China’s “grey rhino” debt-fuelled economy
October 14, 2019 - China has been financing its rapid economic growth with growing debt. Since 2001, China’s debt pile has more than doubled to over 300% of GDP as Beijing boosts infrastructure spending.
Now, China has a $40 trillion problem. That’s the country’s total government, corporate and household debt load the first quarter of 2019, according to the U.S.-based the Institute of International Finance. That’s more than 300 per cent of the country’s total annual economic output. China’s Communist Party (CCP) puts the figure at just 55.4 per cent.
Under the presidency of Hu Jintao, gross domestic product (GDP) leapt from $1.34 trillion in 2002 to $8.28 trillion in 2012. However, after the 2008–09 financial crisis, the government loosened credit controls and approved large infrastructure programmes to spur economic growth.
Now, President Xi Jinping has committed to a “Chinese dream” of national rejuvenation and a new era of global influence. Xi’s ambitious strategies include modernising the People’s Liberation Army, his Belt and Road initiative (BRI) and “Made in China 25” (MIC25) economic dynamo.
China’s BRI is the most ambitious infrastructure effort in history.
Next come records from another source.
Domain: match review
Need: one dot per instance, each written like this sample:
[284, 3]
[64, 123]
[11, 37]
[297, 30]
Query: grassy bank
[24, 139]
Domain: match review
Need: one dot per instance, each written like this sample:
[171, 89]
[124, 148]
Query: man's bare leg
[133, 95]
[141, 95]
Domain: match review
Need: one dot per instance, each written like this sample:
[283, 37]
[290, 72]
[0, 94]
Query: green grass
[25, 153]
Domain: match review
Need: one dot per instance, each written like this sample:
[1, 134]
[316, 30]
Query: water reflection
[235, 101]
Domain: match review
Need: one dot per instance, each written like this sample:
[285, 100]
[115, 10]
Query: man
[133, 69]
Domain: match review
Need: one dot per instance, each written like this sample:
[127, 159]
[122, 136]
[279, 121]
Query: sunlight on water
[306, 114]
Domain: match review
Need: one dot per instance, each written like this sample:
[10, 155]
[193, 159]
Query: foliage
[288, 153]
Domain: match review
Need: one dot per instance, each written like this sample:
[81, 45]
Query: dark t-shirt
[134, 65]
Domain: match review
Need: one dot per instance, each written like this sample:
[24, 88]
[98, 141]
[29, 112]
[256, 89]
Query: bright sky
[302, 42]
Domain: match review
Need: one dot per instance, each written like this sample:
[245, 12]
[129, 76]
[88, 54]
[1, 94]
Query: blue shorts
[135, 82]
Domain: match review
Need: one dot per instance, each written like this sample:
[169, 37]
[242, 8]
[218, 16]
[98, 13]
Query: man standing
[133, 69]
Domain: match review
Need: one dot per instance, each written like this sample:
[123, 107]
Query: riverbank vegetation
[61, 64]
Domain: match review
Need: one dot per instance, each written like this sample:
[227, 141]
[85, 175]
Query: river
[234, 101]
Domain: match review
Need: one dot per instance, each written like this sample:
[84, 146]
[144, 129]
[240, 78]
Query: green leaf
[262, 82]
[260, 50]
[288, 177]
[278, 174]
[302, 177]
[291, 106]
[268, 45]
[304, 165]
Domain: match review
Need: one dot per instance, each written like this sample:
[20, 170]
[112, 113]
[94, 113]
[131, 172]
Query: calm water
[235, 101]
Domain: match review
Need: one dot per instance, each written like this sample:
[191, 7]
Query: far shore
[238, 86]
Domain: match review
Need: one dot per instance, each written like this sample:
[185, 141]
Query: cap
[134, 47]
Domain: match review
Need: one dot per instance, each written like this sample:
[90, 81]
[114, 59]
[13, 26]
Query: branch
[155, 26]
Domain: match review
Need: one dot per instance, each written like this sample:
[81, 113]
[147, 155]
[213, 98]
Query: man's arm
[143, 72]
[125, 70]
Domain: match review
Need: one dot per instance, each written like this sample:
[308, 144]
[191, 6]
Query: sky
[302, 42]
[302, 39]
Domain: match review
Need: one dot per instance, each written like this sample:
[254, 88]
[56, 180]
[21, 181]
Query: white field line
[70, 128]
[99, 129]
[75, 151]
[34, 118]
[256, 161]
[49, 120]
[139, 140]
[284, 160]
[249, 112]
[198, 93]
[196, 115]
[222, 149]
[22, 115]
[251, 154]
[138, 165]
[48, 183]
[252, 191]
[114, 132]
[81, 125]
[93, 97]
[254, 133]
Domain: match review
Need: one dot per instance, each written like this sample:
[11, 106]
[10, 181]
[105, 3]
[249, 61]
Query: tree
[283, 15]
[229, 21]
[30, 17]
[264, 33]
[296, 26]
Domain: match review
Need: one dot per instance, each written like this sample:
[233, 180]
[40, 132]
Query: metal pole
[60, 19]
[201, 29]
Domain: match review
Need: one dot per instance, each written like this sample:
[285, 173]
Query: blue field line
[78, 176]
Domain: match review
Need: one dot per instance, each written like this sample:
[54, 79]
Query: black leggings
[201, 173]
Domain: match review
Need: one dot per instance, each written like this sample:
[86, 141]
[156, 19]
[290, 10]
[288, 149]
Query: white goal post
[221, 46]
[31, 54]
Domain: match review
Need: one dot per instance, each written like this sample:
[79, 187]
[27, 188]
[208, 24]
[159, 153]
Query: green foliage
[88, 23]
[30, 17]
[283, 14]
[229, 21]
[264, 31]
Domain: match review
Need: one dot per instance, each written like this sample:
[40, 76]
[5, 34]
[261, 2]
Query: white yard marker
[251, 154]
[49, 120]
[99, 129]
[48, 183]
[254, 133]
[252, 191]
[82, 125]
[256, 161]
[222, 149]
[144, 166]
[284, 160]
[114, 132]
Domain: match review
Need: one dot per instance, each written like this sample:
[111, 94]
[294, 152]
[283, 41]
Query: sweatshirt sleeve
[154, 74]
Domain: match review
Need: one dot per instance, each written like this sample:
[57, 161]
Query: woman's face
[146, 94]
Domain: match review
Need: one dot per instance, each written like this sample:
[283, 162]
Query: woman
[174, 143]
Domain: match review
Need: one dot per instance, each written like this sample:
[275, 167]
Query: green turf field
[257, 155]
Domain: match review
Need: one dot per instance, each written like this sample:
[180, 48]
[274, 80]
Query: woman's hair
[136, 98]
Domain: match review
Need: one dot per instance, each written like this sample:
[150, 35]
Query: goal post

Involving more than 60 countries, China’s investment in BRI could reach $1.2–1.3 trillion by 2027, according to Morgan Stanley.
Launched by the CCP four years ago, Xi has made MIC25 his signature project. The strategy defines ten core industries, such as robotics, artificial intelligence, power equipment and next-generation IT, in which China wants to become a global superpower.
Policymakers now face a choice of two evils -- either increase the “grey rhino” risk of rising debt or face the “black swan” threat of a further economic slowdown. China’s GDP grew 6.2% year-on-year in the second quarter, down from 6.4% in the first three months of 2019, while eye-watering debt continues to spiral upwards.